Published in final edited form as: Pediatr Infect Dis J. 2013 Nov;32(0 2):i–KK4. doi: 10.1097/01.inf.0000437856.09540.11
Panel’s Recommendations
  • Families traveling to malaria-endemic countries should receive pre-travel counseling, including information on insecticide-treated bed nets, N,N-Diethyl-meta-toluamide, and country-specific antimalarial prophylaxis (AII).

  • Trimethoprim-sulfamethoxazole is not recommended for antimalarial prophylaxis (AIII).

  • Treatment of malaria is based on disease severity, patient age, parasite species, pregnancy status, and local resistance patterns where the malaria infection was acquired (AI).

  • The choice of malaria therapy is not affected by HIV status but can be modified based on potential interactions between antiretroviral and antimalarial drugs (AIII). Quinidine is not recommended for patients who are taking ritonavir (AIII) (ritonavir may be replaced if quinidine is needed for severe malaria) and should be administered with caution with atazanavir, darunavir and fosamprenavir (AIII).

  • The treatment options for uncomplicated chloroquine-susceptible Plasmodium falciparum malaria include chloroquine phosphate, atovaquone-proguanil, artemether-lumefantrine, and quinine sulfate plus either doxycycline, tetracycline (in children aged ≥8 years), or clindamycin. Mefloquine is considered an alternative regimen (AIII).

  • Chloroquine should not be used to treat malaria infections acquired in areas with chloroquine resistance (AIII).

  • Treatment of uncomplicated chloroquine-resistant malaria may include atovaquone-proguanil, quinine sulfate plus either doxycycline or tetracycline (specifically in children aged ≥8 years) or clindamycin or artemether-lumefantrine (AIII).

  • Treat for presumptive chloroquine-resistant P. falciparum malaria in symptomatic patients who have traveled to a region with chloroquine-resistant P. falciparum and for whom reliable identification of the malaria species is not possible or who are severely ill (AIII).

  • After initial treatment for Plasmodium vivax and Plasmodium ovale (same as for uncomplicated P. falciparum), primaquine is recommended for treatment of the dormant liver stage (hypnozoites) (AIII).

  • Glucose-6-phosphate dehydrogenase deficiency must be excluded before use of primaquine because of risk of severe hemolytic anemia (AIII).

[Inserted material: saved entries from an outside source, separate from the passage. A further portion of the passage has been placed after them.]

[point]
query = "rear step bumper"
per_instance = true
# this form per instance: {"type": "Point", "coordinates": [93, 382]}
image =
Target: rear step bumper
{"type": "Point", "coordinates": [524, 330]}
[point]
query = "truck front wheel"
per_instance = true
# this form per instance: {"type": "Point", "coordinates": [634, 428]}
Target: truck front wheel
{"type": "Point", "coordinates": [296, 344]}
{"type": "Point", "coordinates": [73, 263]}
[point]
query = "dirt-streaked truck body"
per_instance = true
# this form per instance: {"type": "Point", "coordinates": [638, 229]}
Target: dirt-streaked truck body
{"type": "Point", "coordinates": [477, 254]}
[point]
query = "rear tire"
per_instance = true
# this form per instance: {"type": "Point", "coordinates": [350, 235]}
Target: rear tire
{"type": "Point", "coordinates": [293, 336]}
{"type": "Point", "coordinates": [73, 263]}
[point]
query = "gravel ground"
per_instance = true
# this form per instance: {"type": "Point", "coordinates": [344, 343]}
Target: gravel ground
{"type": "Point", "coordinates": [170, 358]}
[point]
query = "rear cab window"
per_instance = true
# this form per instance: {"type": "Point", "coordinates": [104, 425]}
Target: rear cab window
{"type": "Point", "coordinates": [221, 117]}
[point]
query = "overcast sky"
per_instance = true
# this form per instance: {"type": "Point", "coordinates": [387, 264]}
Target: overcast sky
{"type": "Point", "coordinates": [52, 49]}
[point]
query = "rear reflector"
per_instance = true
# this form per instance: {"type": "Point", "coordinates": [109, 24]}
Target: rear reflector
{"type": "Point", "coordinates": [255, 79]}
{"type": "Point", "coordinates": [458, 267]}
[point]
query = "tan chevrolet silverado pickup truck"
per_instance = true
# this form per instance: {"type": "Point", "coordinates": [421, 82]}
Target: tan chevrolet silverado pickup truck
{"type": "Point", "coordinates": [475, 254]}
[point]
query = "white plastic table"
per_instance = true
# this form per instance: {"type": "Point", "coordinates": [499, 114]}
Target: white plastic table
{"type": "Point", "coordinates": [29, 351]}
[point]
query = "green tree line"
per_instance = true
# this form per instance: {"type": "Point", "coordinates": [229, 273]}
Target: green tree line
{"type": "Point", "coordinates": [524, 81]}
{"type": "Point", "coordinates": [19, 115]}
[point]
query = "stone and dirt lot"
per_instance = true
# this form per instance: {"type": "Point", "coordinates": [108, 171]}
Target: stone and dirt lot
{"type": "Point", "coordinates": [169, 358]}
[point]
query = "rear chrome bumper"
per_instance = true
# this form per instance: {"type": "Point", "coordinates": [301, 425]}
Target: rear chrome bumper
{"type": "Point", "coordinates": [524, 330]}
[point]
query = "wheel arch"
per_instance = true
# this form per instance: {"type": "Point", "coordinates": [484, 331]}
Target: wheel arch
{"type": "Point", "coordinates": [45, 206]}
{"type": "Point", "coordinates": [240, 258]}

  • Treatment of severe malaria includes both IV quinidine gluconate plus either doxycycline OR clindamycin OR tetracycline. Alternatives include artesunate IV (under Investigational New Drug protocol: Contact the Centers for Disease Control and Prevention Malaria Hotline at (770) 488-7788) followed by either doxycycline OR atovaquone-proguanil OR mefloquine OR clindamycin (AIII).

Rating of Recommendations: A = Strong; B = Moderate; C = Optional

Rating of Evidence: I = One or more randomized trials in children with clinical outcomes and/or validated endpoints; I* = One or more randomized trials in adults with clinical outcomes and/or validated laboratory endpoints with accompanying data in children from one or more well-designed, nonrandomized trials or observational cohort studies with long-term clinical outcomes; II = One or more well-designed, nonrandomized trials or observational cohort studies in children with long-term outcomes; II* = One or more well-designed, nonrandomized trials or observational studies in adults with long-term clinical outcomes with accompanying data in children from one or more similar nonrandomized trials or cohort studies with clinical outcome data; III = Expert opinion

Studies that include children or children/adolescents, but not studies limited to post-pubertal adolescents.